PCB(プリント基板)のビアをソルダーレジストでプラグすることと、ビア内の銅との間には、直接的な相関関係はないように思われます。しかし、不適切に行われたソルダーレジストプラグは、PCB に破壊的な結果をもたらす可能性があります。ステンシル印刷における特殊技術の一種として、PCB 製造におけるソルダーレジストプラグ技術は、SMT(表面実装技術)の適用と継続的な進歩に伴い発展してきました。ビアプラグには、次のような特徴があります。

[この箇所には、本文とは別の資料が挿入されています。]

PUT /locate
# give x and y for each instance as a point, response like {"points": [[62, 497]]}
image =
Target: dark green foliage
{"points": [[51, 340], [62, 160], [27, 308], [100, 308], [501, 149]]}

・PCB基板上のすべてのビアのうち、部品挿入ビア、放熱ビア、およびテストビアを除く大部分は露出させる必要がありません。ソルダーレジストによるビア埋めは、後工程の部品実装段階において、ビアを介してフラックスやはんだペーストが部品面側に露出するのを防ぎます。これは短絡を引き起こす可能性があるためです。さらに、ソルダーレジストによるビア埋め技術を適用することで、はんだペーストを節約することができます。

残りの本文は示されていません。